Do a search for aspheric lenses, then get on the web and call every US firm you can find that can make them, there aren't many. If you were to ask for bids on simple lenses you would likely find that the cost of making your lenses in the US would run at least 10X and more likely 50X what it would cost in China. And then there's the volume. US glass fabs usually cannot handle orders that exceed the thousands of units. You wont get glass into consumers hands in the US unless you can make tens-of thousands of units per year.
Just my experience....for what it's worth....and I prefer German glass (Zeiss,Leica, Leitz) to Japanese -they are more robust and usually not surrounded by comoplicated mechanisms....although my wife's 80-200 Nikor lens is a work of art.
 
Just curious, engineering and other factors aside how much $$ raw material do you think goes into making a high dollar scope like Zeiss, Leupold, or S&B?

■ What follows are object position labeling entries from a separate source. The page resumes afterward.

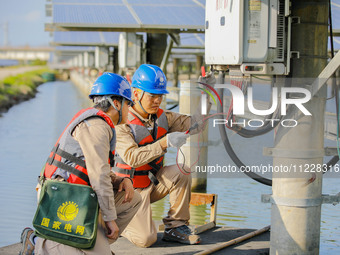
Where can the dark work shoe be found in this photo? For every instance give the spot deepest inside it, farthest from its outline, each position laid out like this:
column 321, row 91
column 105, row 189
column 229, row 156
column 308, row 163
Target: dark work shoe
column 181, row 234
column 27, row 236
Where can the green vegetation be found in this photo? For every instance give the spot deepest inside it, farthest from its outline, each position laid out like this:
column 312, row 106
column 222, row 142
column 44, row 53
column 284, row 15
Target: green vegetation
column 14, row 89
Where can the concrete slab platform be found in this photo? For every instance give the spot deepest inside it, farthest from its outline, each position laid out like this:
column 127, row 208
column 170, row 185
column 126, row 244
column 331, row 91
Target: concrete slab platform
column 258, row 245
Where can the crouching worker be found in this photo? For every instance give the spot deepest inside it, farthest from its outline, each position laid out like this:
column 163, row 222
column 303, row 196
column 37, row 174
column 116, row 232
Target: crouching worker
column 83, row 155
column 141, row 145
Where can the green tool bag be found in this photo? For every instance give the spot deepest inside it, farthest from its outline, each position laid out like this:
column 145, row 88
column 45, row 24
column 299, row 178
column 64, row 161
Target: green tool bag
column 67, row 213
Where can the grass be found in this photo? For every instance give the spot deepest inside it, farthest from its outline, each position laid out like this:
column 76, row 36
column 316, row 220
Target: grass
column 20, row 87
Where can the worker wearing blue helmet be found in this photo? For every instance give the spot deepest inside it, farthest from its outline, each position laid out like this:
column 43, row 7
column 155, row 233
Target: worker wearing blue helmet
column 84, row 155
column 141, row 145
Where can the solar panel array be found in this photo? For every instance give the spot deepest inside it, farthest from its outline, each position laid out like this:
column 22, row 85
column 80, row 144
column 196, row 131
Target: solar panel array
column 86, row 38
column 136, row 14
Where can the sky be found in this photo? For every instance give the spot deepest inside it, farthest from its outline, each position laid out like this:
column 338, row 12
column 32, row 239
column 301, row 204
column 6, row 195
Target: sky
column 26, row 20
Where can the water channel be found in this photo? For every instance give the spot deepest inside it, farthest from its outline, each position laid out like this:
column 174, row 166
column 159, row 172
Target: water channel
column 29, row 130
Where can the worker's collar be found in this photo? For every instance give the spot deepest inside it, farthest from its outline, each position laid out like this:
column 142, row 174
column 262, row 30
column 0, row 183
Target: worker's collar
column 140, row 117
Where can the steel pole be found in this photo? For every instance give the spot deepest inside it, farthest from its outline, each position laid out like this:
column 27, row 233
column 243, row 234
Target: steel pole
column 296, row 210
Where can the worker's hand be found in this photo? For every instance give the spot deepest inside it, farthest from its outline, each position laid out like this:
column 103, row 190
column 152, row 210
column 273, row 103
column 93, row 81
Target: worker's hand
column 126, row 185
column 112, row 229
column 176, row 139
column 209, row 78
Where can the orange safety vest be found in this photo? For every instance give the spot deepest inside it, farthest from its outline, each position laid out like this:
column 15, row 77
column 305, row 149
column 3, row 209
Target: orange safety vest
column 67, row 159
column 142, row 176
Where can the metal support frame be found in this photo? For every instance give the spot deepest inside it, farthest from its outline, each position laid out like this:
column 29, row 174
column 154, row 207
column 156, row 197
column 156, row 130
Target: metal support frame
column 167, row 54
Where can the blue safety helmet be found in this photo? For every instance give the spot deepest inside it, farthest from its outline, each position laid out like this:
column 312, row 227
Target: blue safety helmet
column 150, row 78
column 111, row 84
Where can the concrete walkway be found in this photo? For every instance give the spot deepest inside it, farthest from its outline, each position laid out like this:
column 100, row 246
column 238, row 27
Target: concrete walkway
column 258, row 245
column 5, row 72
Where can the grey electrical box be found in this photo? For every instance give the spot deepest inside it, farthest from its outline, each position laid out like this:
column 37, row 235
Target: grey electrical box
column 249, row 34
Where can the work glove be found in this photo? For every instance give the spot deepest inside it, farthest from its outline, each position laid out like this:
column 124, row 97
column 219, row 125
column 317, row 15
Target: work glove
column 176, row 139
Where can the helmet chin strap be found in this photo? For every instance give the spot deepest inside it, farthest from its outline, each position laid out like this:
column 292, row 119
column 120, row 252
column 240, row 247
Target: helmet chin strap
column 140, row 103
column 119, row 111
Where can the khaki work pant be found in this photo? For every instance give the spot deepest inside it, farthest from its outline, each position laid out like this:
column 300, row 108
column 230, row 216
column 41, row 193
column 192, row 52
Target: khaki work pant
column 142, row 230
column 124, row 214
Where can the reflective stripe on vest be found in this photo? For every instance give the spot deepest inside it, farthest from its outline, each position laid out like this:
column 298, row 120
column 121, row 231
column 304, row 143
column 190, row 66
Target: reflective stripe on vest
column 141, row 175
column 66, row 158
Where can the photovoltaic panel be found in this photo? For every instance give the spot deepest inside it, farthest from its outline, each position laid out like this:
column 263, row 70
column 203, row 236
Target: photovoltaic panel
column 96, row 14
column 83, row 38
column 87, row 2
column 162, row 2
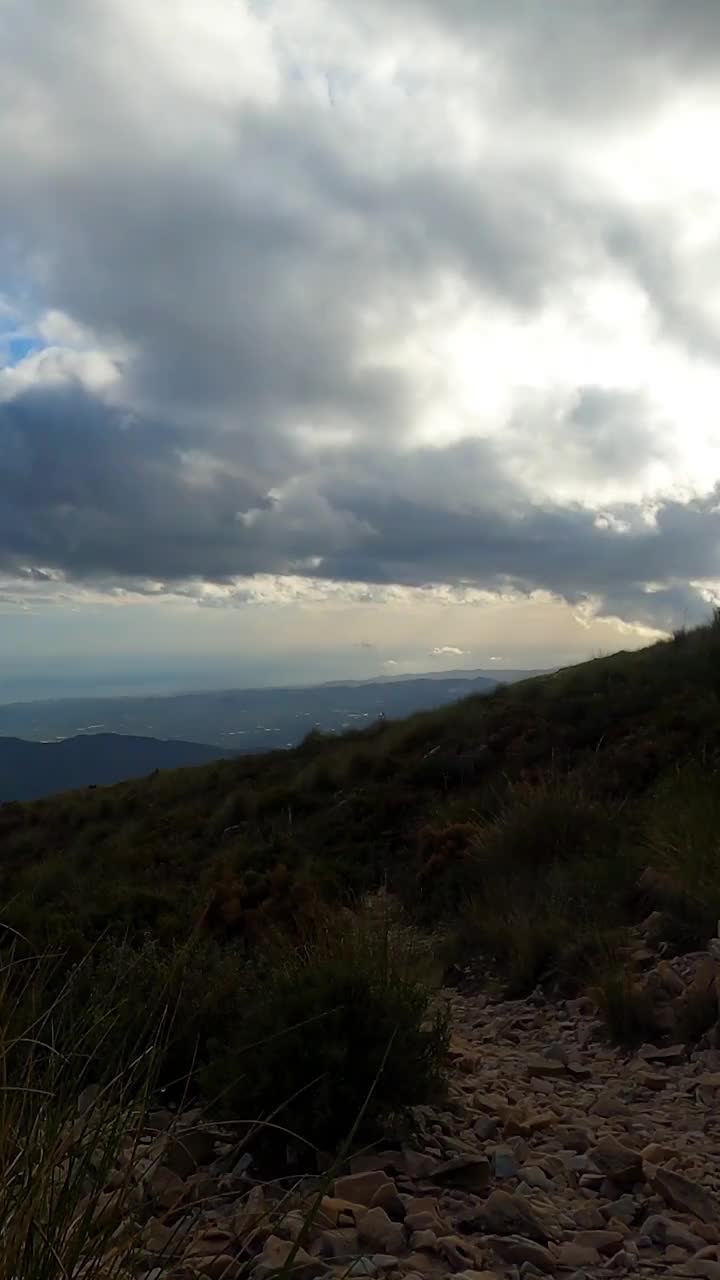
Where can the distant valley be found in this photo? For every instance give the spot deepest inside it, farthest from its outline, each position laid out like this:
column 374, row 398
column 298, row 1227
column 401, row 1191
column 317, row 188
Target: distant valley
column 32, row 769
column 244, row 720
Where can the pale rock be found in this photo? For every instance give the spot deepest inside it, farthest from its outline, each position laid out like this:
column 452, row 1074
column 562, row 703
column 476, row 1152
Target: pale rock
column 425, row 1239
column 210, row 1243
column 384, row 1261
column 624, row 1210
column 249, row 1212
column 360, row 1188
column 470, row 1174
column 506, row 1214
column 165, row 1187
column 673, row 1055
column 360, row 1267
column 504, row 1164
column 519, row 1249
column 276, row 1256
column 340, row 1243
column 425, row 1220
column 588, row 1217
column 605, row 1242
column 665, row 1230
column 418, row 1164
column 220, row 1266
column 609, row 1106
column 536, row 1178
column 572, row 1255
column 545, row 1068
column 623, row 1165
column 387, row 1197
column 381, row 1234
column 683, row 1194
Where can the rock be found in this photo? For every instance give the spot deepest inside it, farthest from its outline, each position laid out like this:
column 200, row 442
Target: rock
column 156, row 1235
column 623, row 1165
column 361, row 1267
column 469, row 1173
column 624, row 1210
column 518, row 1248
column 423, row 1221
column 87, row 1098
column 459, row 1253
column 670, row 981
column 276, row 1261
column 379, row 1233
column 537, row 1178
column 671, row 1056
column 425, row 1239
column 652, row 1080
column 378, row 1161
column 605, row 1242
column 291, row 1225
column 340, row 1243
column 160, row 1120
column 386, row 1197
column 220, row 1266
column 185, row 1151
column 504, row 1162
column 360, row 1188
column 165, row 1187
column 572, row 1255
column 684, row 1196
column 656, row 1155
column 545, row 1068
column 337, row 1212
column 249, row 1214
column 607, row 1106
column 573, row 1137
column 506, row 1214
column 588, row 1219
column 418, row 1165
column 210, row 1243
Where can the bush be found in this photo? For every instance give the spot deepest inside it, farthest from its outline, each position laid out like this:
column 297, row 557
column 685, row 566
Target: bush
column 625, row 1006
column 55, row 1214
column 326, row 1025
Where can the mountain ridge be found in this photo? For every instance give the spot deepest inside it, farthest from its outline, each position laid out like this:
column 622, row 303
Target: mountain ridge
column 30, row 771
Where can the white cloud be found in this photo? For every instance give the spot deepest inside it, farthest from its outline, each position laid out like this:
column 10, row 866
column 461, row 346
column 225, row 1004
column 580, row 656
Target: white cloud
column 361, row 302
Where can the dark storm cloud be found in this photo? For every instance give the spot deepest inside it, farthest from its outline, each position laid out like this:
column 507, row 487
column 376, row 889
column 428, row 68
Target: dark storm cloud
column 90, row 492
column 237, row 256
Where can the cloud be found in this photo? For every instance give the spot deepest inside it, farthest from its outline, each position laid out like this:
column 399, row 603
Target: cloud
column 361, row 300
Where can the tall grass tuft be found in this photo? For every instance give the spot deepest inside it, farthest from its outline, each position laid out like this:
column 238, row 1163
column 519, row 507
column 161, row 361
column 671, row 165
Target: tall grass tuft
column 69, row 1124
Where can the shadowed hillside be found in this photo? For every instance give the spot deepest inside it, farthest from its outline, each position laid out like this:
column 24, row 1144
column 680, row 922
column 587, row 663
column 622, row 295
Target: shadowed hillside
column 525, row 833
column 33, row 769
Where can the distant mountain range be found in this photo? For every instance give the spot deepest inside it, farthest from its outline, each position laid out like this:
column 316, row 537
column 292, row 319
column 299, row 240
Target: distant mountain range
column 33, row 769
column 63, row 744
column 246, row 720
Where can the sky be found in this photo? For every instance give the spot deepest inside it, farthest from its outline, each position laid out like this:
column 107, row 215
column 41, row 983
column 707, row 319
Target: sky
column 343, row 338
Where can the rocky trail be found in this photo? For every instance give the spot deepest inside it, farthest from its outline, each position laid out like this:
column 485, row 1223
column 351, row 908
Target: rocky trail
column 555, row 1153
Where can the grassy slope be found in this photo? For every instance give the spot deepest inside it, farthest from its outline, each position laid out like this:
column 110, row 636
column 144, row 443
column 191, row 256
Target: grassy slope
column 519, row 821
column 417, row 804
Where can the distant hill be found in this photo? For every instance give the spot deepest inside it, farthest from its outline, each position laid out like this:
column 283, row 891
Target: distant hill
column 33, row 769
column 246, row 720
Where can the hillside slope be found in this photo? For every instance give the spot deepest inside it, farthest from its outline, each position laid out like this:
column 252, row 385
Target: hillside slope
column 542, row 799
column 33, row 769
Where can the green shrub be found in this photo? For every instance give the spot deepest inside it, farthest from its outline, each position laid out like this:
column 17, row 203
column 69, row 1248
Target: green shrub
column 57, row 1216
column 327, row 1024
column 625, row 1006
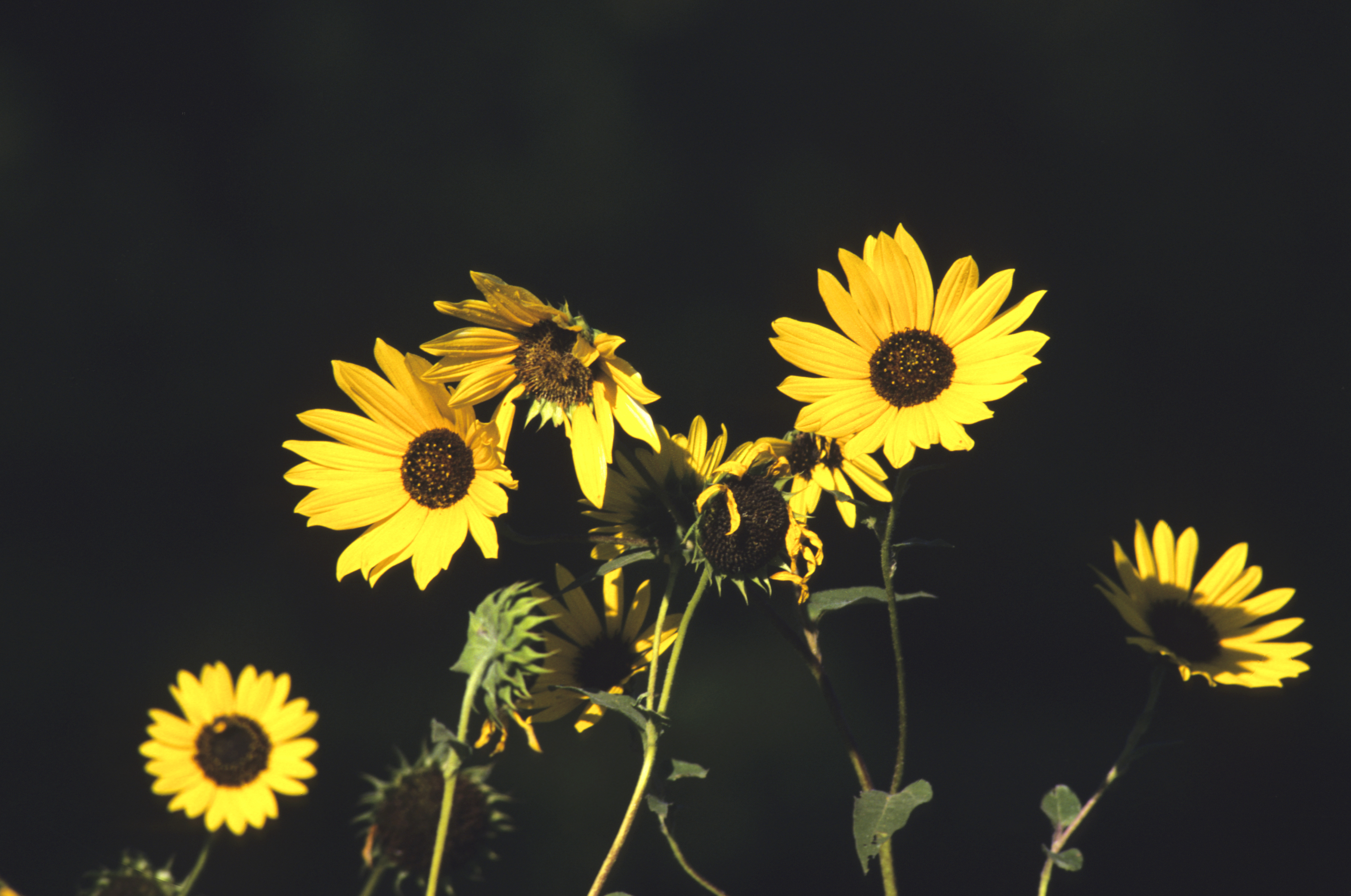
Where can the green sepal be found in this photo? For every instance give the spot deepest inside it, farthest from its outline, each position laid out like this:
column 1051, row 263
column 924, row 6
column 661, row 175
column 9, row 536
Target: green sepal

I imagine the cost of the raw materials in any scope would be pennies. The costs of the raw materials in a printing of the Heller decision would also be pennies. A bit of paper and ink and an inch of wire for the staple. Of course the value of that decision does correlate particularly to the raw material costs.


I don't entirely understand the desire to buy a product made entirely within the US. Do any of us wish we could spend our days manufacturing optics, or sewing undershirts together? And just how much would you like to be paid for your efforts?

If people elsewhere can create value with desirable goods at prices we are willing to pay, everyone wins.
 
The USA was a great nation until the saying I can't came around.

We used to be a country of I can. I guess it is just to much work anymore. Oh well them 6 year olds in China and India need jobs too.
 
Maybe we need to be careful what we wish for.
If manufacturing comes back, it may mean we have fallen to third-world status.